Unlike the female protagonist of McEwan’s novel, On Chesil Beach I am not a virgin when it comes to McEwan’s work. This is the sixth book I’ve read by this author (Saturday, First Love, Last Rites, The Comfort of Strangers, The Cement Garden, Atonement), but I’d have to say it’s my least favourite.
Like his novel Saturday, McEwan compresses time and shows us Edward and Florence, a young couple dining together in a hotel on Chesil Beach on the evening of their wedding. They haven’t yet consummated their union and they are both approaching the idea of the event-to-come from vastly different vantage points. Florence is horrified at the thought of sex and Edward is both patient and anxious.
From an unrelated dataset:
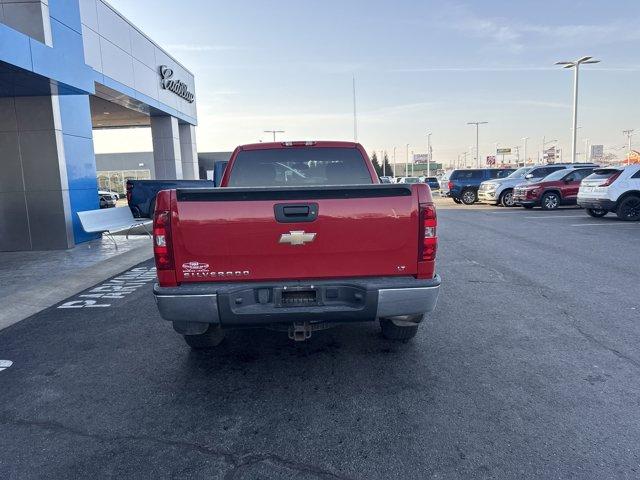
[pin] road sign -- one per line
(597, 152)
(549, 154)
McEwan fills in the blanks in their personal stories as well as their history as a couple and does it well enough that you come to understand Edward and Florence very well. Whether or not you have any sympathy for them will depend on your patience.
As inexperienced as Florence is, I was left with the distinctly uneasy impression that her aversion to sex (and she really is repulsed by it: her description of a kiss made me reconsider kissing my husband ever again!) was the result of some traumatic event- although nothing is ever explicitly stated. Edward’s own inexperience has its own unfortunate consequences and the repercussions are devastating.
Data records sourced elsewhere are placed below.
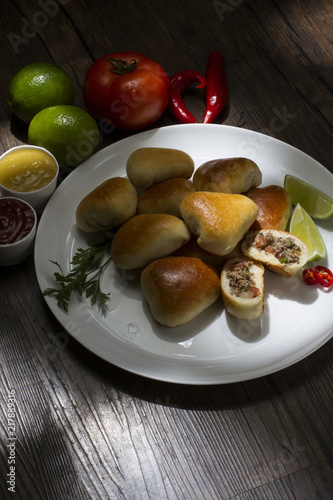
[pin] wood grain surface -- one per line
(88, 430)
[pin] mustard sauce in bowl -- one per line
(29, 173)
(26, 170)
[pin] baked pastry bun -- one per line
(227, 175)
(108, 206)
(165, 197)
(192, 249)
(177, 289)
(219, 220)
(242, 286)
(274, 205)
(147, 237)
(148, 166)
(280, 251)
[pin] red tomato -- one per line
(126, 88)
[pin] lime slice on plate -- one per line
(302, 226)
(316, 203)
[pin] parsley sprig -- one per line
(85, 276)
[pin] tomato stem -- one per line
(121, 67)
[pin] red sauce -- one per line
(16, 220)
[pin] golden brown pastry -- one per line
(274, 205)
(108, 206)
(227, 175)
(192, 249)
(147, 237)
(280, 251)
(220, 220)
(165, 197)
(148, 166)
(242, 286)
(177, 289)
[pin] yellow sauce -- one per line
(27, 170)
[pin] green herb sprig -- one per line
(85, 276)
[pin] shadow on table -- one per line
(201, 397)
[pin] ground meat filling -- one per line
(283, 248)
(241, 280)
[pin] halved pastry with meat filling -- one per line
(242, 286)
(280, 251)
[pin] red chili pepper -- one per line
(309, 277)
(178, 84)
(216, 86)
(323, 275)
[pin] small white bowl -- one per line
(38, 198)
(18, 251)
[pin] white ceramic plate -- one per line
(214, 348)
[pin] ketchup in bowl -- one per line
(18, 223)
(16, 220)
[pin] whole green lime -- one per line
(69, 133)
(38, 86)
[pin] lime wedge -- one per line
(316, 203)
(302, 226)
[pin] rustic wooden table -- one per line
(87, 429)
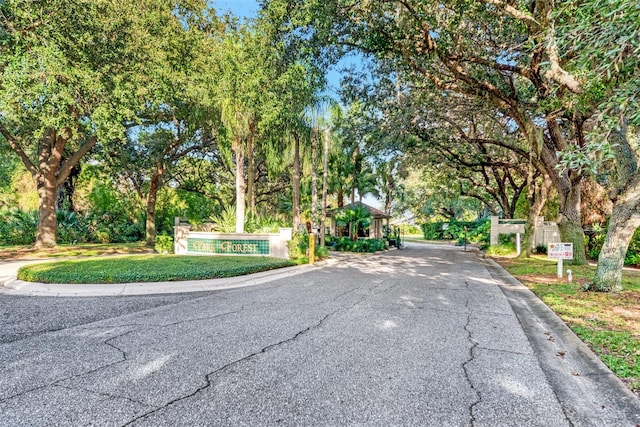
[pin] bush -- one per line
(18, 227)
(540, 250)
(147, 268)
(298, 245)
(164, 244)
(476, 232)
(502, 249)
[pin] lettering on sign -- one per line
(228, 247)
(560, 250)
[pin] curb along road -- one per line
(572, 368)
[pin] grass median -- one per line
(609, 323)
(147, 268)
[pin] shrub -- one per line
(18, 227)
(164, 244)
(298, 245)
(476, 231)
(147, 268)
(322, 252)
(540, 249)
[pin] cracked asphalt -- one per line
(429, 336)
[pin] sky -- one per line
(249, 9)
(239, 8)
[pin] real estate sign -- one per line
(560, 250)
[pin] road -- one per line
(429, 336)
But then McEwan does something I sort of hate in a novel- he flash forwards a few years and then many years and tells us what these people have been up to. That sort of ending never works for me.
No question, McEwan is a fabulous writer. This same story, in lesser hands, would be unbearable. As it was, I felt like I was laughing where I shouldn’t be and the climax, no pun intended, was a rather soggy affair.